In this Scripture lesson from Luke, some Sadducees approach Jesus and pose to him a peculiar hypothetical question. Sadducees were a sect of Judaism prominent during the Second Temple period* who denied the notion of a bodily resurrection. They only recognized the Pentateuch (the first 5 books of our Old Testament) as authoritative, and believed that there was no doctrine of resurrection therein. In Luke 20, the Sadducees attempted to back Jesus into a corner and expose the belief in bodily resurrection as a foolish doctrine. Jesus responded by pointing back to their religious heritage - to Moses, Abraham, Isaac, Jacob - and indicated that yes! Their witness points to their life in God's eternal realm. Here are a couple of my initial take-a-ways from this Gospel lesson:
We need to be willing to live into the mystery of God's eternal activity. The Sadducees couldn't imagine beyond the earthly realm. But thankfully, God is not bound by what humanity knows and understands. He is ultimately mystery. And in a world in which our lives are marked by death, God is about something more; He is about eternal life. We can't limit God; God will do what God will do. But are we letting our limited knowledge and understanding hold us back from being more deeply engaged in a relationship with God?
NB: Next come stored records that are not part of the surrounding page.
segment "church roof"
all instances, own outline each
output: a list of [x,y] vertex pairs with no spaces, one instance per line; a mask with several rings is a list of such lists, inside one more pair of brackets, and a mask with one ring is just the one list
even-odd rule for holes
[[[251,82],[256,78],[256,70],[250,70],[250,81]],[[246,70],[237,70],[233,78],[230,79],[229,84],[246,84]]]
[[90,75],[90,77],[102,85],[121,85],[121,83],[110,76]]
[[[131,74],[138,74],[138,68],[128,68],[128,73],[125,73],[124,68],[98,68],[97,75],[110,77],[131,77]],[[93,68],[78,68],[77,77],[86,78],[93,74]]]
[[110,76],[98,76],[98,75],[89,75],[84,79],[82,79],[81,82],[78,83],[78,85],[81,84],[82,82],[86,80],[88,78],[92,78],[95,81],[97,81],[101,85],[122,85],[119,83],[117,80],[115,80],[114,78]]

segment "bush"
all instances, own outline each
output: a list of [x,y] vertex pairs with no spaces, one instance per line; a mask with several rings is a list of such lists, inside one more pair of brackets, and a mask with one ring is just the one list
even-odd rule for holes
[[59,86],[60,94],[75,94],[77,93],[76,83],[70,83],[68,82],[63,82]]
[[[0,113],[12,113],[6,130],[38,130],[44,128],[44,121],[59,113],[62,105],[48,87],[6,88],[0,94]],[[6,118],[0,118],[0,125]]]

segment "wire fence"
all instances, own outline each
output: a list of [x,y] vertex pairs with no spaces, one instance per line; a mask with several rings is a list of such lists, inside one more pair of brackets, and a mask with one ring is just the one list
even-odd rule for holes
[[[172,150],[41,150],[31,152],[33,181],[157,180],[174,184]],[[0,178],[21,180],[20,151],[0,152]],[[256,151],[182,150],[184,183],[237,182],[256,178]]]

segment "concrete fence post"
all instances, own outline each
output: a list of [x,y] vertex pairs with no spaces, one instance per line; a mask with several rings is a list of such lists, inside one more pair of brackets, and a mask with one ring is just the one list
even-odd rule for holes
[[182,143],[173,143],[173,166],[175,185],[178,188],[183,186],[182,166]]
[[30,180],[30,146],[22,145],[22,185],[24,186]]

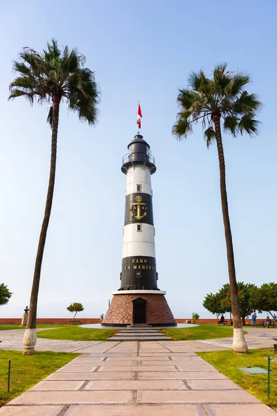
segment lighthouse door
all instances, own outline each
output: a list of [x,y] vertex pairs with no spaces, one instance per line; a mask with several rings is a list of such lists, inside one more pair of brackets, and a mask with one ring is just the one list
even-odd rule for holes
[[133,300],[133,324],[146,324],[146,304],[142,297]]

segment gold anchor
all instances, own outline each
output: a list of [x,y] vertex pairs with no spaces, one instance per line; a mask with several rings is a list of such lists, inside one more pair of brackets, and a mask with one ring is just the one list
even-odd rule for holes
[[[138,195],[138,196],[136,196],[135,199],[136,199],[136,202],[134,202],[134,204],[132,204],[132,205],[134,205],[135,207],[137,207],[138,213],[137,213],[137,215],[135,216],[134,214],[134,213],[132,212],[132,218],[134,217],[134,218],[136,218],[136,220],[138,220],[138,221],[140,221],[141,220],[142,220],[143,218],[144,218],[146,216],[146,211],[143,214],[143,215],[142,215],[142,216],[141,215],[141,207],[145,206],[145,204],[144,202],[141,202],[143,200],[143,198],[139,195]],[[145,209],[147,209],[146,207],[145,207]]]

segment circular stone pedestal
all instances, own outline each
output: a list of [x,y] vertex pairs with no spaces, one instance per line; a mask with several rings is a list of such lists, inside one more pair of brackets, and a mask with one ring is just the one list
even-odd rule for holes
[[[126,293],[127,292],[127,293]],[[134,322],[133,301],[146,301],[146,324],[153,326],[175,326],[176,322],[164,297],[164,292],[145,293],[143,291],[117,292],[114,296],[106,315],[101,322],[102,325],[130,325]],[[136,292],[134,293],[134,292]],[[144,292],[147,292],[145,291]]]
We don't need to fully understand in order to trust in God's promise. I can't fathom what the final resurrection will look like. I am not sure how God will raise people up into the reality of the fully realized Kingdom. Remember - "My thoughts are nothing like your thoughts," says the LORD. "And my ways are far beyond anything you could imagine." (Isaiah 55:8, NLT). But I believe it will happen. Faith moves us beyond the reasonable and into a place of trust that God will accomplish the unbelievable.
What would you add? Comment below!
*This was a period of roughly 600 years (from about 530 BC to 70AD). It began with the return from Babylonian captivity when the second temple was built, and concluded with the Roman destruction of the temple around 70 AD.